In fact, Fortune magazine did the maths on just how costly it can be:

“Start with a company that has 20,000 salaried employees, many of them highly skilled. Then figure that their average total compensation per person is $100,000 annually. Let’s say each one spends a very conservative 15% of his or her time every year in unproductive meetings. Total annual cost to the company of the time lost: $300 million.”

It can be easy to fall into the trap of meaningless meetings. Too often the reason is simply “that’s how we do things.”

Harvard Business Review recently ran a survey, asking 182 senior managers across a range of industries whether they found their meetings productive.

·         65% said meetings keep them from completing their own work

·         71% said meetings are unproductive and inefficient

·         64% said meetings come at the expense of deep thinking

·         62% said meetings miss opportunities to bring the team closer together

Don’t get me wrong, meetings are still necessary for sales teams, but that doesn’t mean they have to be fruitless.

When putting together meaningful meetings, follow these principles:

Use standardized agendas. Don’t reinvent the wheel for every meeting. Create “recurring” agendas and use these as templates.

 

Provide value. Every meeting should give your team value. In other words, provide them with something they can use to close more deals. This can be something as basic as training or even feedback from customers.
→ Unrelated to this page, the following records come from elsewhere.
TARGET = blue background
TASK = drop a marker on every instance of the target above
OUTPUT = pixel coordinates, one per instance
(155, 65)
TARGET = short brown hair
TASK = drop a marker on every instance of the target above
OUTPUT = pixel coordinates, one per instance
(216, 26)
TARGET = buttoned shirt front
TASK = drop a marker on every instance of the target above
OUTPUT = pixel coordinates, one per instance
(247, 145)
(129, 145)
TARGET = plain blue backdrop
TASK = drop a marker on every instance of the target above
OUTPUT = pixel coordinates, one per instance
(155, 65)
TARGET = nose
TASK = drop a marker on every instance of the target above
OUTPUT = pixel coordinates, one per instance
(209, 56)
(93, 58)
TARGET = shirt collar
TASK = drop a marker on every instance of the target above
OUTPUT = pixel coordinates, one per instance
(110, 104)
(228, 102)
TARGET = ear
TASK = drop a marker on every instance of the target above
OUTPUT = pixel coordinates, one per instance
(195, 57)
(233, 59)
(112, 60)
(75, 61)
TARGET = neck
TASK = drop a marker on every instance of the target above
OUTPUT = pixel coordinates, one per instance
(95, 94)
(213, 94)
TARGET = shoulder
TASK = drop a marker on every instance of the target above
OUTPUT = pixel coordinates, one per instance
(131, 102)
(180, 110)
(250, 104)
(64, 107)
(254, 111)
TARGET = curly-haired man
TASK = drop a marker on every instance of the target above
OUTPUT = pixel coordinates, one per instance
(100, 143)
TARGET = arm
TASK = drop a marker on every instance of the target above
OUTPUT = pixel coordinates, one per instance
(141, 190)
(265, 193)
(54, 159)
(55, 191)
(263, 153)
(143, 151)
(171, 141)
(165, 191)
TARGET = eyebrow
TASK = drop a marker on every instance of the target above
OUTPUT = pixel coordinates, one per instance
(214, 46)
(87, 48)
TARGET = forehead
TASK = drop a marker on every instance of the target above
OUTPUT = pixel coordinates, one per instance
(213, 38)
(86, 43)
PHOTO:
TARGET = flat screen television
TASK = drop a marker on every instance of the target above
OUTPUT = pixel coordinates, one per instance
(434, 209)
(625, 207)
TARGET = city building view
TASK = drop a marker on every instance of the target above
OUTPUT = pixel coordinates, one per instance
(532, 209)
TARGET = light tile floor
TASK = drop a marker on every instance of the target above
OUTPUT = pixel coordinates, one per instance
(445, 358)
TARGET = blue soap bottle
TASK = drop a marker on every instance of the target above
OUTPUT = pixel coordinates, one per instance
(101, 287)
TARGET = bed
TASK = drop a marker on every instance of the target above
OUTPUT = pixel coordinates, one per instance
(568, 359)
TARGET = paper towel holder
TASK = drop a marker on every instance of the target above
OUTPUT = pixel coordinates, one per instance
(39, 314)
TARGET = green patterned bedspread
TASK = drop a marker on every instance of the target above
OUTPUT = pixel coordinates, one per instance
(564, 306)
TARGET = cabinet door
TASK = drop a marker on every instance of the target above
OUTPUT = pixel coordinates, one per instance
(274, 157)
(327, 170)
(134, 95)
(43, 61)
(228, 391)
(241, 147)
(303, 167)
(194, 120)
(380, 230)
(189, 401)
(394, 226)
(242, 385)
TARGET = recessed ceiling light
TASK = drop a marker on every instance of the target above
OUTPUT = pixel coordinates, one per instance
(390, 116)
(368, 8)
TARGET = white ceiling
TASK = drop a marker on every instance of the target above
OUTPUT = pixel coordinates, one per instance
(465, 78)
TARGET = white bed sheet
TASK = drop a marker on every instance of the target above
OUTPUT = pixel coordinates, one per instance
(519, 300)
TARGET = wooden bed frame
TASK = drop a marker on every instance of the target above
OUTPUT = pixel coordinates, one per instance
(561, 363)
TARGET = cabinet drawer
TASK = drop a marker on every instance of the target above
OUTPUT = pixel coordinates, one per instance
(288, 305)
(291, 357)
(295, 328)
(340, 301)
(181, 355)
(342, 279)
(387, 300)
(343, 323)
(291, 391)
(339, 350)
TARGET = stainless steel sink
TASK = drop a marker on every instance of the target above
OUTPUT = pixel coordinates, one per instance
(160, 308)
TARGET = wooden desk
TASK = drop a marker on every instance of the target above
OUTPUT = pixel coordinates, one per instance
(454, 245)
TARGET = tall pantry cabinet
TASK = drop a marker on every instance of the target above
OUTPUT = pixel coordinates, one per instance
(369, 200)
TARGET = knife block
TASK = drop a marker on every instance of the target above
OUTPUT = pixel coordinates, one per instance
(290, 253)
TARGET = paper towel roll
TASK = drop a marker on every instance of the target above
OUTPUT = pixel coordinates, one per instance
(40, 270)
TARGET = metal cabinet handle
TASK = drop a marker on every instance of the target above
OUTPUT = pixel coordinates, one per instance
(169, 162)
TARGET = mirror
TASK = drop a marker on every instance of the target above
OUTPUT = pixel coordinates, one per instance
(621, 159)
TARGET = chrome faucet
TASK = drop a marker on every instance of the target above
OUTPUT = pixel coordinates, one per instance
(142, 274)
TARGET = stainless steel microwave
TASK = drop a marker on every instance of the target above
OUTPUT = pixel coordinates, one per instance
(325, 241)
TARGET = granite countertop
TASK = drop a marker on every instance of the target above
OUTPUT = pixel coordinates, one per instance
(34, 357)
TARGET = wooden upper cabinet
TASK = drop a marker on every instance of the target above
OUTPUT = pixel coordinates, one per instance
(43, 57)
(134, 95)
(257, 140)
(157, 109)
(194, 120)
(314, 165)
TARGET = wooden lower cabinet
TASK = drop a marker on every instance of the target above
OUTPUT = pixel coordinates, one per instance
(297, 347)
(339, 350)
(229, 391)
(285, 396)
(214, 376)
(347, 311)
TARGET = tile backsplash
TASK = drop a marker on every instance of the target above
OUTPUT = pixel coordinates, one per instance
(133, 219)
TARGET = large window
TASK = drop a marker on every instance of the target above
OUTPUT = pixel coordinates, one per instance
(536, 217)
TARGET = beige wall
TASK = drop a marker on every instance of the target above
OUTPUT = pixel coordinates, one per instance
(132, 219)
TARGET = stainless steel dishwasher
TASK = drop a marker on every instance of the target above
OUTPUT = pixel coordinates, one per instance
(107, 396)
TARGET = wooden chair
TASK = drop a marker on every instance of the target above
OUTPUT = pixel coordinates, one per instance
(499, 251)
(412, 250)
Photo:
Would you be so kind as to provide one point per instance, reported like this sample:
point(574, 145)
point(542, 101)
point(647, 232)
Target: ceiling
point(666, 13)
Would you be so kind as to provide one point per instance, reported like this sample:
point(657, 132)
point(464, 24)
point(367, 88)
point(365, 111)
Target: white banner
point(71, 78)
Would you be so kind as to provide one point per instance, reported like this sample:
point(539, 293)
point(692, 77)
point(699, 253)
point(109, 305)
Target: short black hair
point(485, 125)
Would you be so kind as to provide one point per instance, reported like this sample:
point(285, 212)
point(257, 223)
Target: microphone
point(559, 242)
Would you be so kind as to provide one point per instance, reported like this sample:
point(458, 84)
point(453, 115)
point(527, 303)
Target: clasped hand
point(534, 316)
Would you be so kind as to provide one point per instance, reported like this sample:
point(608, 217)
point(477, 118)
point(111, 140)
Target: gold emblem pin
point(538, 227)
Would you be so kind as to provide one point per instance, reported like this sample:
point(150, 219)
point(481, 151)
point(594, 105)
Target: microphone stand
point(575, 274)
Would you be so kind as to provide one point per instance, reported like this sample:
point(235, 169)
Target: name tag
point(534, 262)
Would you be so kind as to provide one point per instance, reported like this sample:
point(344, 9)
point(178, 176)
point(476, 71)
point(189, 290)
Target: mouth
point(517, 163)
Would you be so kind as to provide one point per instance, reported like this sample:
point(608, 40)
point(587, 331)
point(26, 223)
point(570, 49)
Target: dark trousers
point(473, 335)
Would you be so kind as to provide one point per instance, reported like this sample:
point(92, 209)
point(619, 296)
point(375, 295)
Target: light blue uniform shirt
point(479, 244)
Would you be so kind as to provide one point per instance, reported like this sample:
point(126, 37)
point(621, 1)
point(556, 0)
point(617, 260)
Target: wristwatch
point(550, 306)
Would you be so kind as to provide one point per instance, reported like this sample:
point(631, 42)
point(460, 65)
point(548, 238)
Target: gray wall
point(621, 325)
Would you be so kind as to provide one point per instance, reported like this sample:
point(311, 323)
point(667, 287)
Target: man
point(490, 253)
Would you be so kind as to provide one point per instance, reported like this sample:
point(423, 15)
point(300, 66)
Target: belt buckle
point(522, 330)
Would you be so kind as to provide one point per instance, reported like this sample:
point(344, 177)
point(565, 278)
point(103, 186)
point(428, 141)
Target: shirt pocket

Team participation. Reps will get bored if you don’t get them involved. Generate “buy-in” by setting expectations before the meeting. Encourage interaction throughout the meeting with Q&As and brainstorm sessions.

Be consistent. Speaking of expectations, make sure recurring meetings are always held on the same day of the month or week, and time of the day. This will build a rhythm that sets expectations for your team members.

This might seem overwhelming, especially when finding new ways to motivate your team. Which is why having a consistent agenda will make life easier.